El Bosque de Chapultepec suele contarse como un refugio verde, un lugar de domingos familiares y senderos amables. Pero en su tercera sección, lejos del bullicio y de las postales conocidas, el bosque cambia de rostro. Ahí, donde el terreno se hunde y el silencio pesa más de lo normal, se abren unas cuevas que muchos han comenzado a llamar, con un nombre cargado de eco y temor, las catacumbas de Chapultepec.

No hay letreros oficiales ni mapas que las señalen. Se encuentran cerca de El Mirador, a espaldas del Panteón de Dolores, el camposanto más grande de la Ciudad de México. La cercanía no es casual. Bajo la tierra, el bosque y el panteón parecen compartir una historia que nunca fue cerrada del todo.

Las cuevas son angostas, irregulares, con paredes de roca húmeda que apenas dejan pasar la luz. En su interior, lo que se encuentra no es simbólico ni metafórico: hay restos humanos. Cráneos incompletos, tibias, peronés y fragmentos óseos aparecen entre la tierra, como si el suelo hubiera decidido escupir lo que durante décadas se intentó enterrar. Grafitis cubren algunas paredes. En otras, se han encontrado veladoras, telas, símbolos improvisados y restos de rituales que refuerzan la sensación de estar en un lugar que no debería ser visitado a la ligera.

Las leyendas no tardaron en nacer.
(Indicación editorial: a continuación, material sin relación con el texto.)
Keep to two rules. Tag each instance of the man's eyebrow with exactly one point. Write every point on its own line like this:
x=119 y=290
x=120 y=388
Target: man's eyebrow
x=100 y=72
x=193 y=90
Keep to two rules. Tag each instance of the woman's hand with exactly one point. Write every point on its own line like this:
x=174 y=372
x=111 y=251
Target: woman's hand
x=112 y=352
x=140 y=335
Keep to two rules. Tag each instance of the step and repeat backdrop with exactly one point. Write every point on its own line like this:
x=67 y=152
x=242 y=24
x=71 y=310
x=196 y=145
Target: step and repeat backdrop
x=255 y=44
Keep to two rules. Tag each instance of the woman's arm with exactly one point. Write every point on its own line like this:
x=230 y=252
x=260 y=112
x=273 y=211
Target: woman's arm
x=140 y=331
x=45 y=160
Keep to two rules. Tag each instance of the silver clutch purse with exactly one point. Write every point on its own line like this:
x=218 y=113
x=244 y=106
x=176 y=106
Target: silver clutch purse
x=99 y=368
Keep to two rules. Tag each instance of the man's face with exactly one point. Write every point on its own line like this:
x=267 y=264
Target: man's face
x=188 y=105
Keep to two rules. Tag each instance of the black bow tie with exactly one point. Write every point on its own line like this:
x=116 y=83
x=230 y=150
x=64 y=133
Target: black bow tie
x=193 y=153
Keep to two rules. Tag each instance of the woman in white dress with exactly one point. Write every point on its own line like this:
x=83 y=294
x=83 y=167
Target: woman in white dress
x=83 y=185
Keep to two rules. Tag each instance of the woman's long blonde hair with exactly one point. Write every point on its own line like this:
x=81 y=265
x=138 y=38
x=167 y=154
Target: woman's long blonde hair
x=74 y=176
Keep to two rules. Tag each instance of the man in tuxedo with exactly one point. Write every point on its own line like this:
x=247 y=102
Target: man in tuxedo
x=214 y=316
Se dice que estas cuevas son un apéndice olvidado del Panteón de Dolores, una zona donde la expansión del camposanto dejó huesos atrás, sin nombre ni lápida. Otros rumores van más lejos y hablan de una fosa común. Algunas versiones aseguran que ahí terminaron restos humanos tras el terremoto de 1985, cuando la ciudad colapsó y la urgencia superó a los registros. Otras voces mencionan 1968, el 2 de octubre, y sugieren que cuerpos sin identificar fueron ocultados lejos de la vista pública, bajo el amparo del bosque.

No hay confirmación oficial. Las autoridades del panteón y del Bosque de Chapultepec insisten en que no existe un sitio formal llamado “catacumbas”. Lo que sí reconocen es la existencia de fosas comunes en la zona. Y ese reconocimiento, lejos de tranquilizar, abre más preguntas de las que cierra.

Quienes han caminado hasta ahí cuentan que el trayecto ya prepara el ánimo. Senderos de puentes flotantes, cañadas que obligan a descender y subir, escaleras que serpentean entre árboles densos. Al llegar, el ambiente se vuelve espeso. No es raro escuchar que el lugar provoca una sensación de vigilancia constante, como si algo observara desde el fondo de las cuevas o desde debajo de la tierra misma.

Algunxs visitantes aseguran que no hay nada sobrenatural, solo huesos y basura dejada por curiosxs. Otrxs hablan de un silencio antinatural, de sombras que no corresponden a ninguna figura humana y de una incomodidad que persiste incluso después de abandonar el sitio. Lo cierto es que la presencia de restos óseos reales convierte cualquier explicación racional en algo insuficiente.

Las llamadas catacumbas de Chapultepec no son un atractivo turístico tradicional ni un punto recomendado para la exploración. Son una herida abierta en uno de los espacios más emblemáticos de la ciudad. Un recordatorio de que, bajo los árboles, los museos y los lagos, la historia también se acumula en capas de olvido, tragedia y muerte.

El bosque sigue creciendo encima. Pero debajo, algo permanece. Y no parece dispuesto a descansar en silencio.